Integration is a process in which a person revisits and actively engages in making sense of, working through, translating, and processing the content of their psychedelic experience. Through intentional effort and supportive practices, this process allows one to gradually capture and incorporate the emergent lessons and insights into their lives, thus moving toward greater balance and wholeness, both internally (mind, body, and spirit) and externally (lifestyle, social relations, and the natural world).
from “
Psychedelic integration: An analysis of the concept and its practice”
https://www.frontiersin.org/articles/10.3389/fpsyg.2022.824077/full

Through the power of recollection, you can revisit and engage with the embodied memories of your journey. The power of recollection will help you access, recall, and make meaning of the contents of your experience. And this power of recollection can be practiced, trained, and strengthened like any other capacity of the body or mind.

Here's a guided practice to help you get the most out of your previous psychedelic experience.

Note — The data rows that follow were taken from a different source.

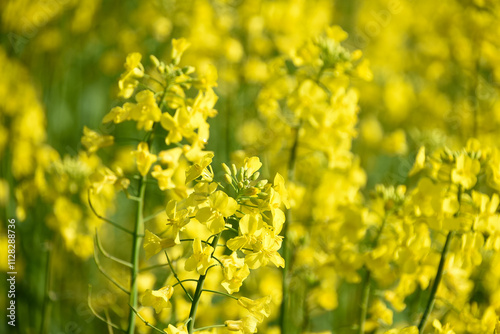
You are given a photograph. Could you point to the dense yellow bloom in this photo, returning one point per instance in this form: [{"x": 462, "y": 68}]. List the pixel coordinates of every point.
[
  {"x": 259, "y": 309},
  {"x": 133, "y": 70},
  {"x": 247, "y": 325},
  {"x": 153, "y": 244},
  {"x": 220, "y": 206},
  {"x": 158, "y": 299},
  {"x": 200, "y": 169},
  {"x": 144, "y": 158},
  {"x": 176, "y": 330},
  {"x": 201, "y": 259},
  {"x": 419, "y": 162},
  {"x": 178, "y": 47},
  {"x": 465, "y": 171},
  {"x": 93, "y": 141},
  {"x": 235, "y": 272},
  {"x": 177, "y": 219},
  {"x": 164, "y": 177},
  {"x": 406, "y": 330}
]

In your current state of increased neuroplasticity after your journey, exercising the neural pathways that access the memories of your experience deepens the grooves of those pathways. Doing this can give you easier access to the memories, insights, and embodied feelings you had, increasing the likelihood of experiencing those things going forward. As the now-decades-old adage says, "neurons that fire together, wire together."

In decades of supporting people with psychedelic journeying and integration work, I have observed that different information themes and insights emerge depending on if you journal the day of your session, the day after your session, or later. This exercise can be beneficial to practice the day after your psychedelic journey—and right before a journaling session. Here’s a journaling prompt to support your integration work:

💡 Write down a brief list of the images, memories, sensations, and beliefs that felt important as you recollected your experience. Now, please spend a few minutes writing about what they might mean. You don't have to know for sure. These could be ideas or possibilities. If you're using a pen and journal, keep the pen moving. If you're typing, let flow your stream of consciousness as you type.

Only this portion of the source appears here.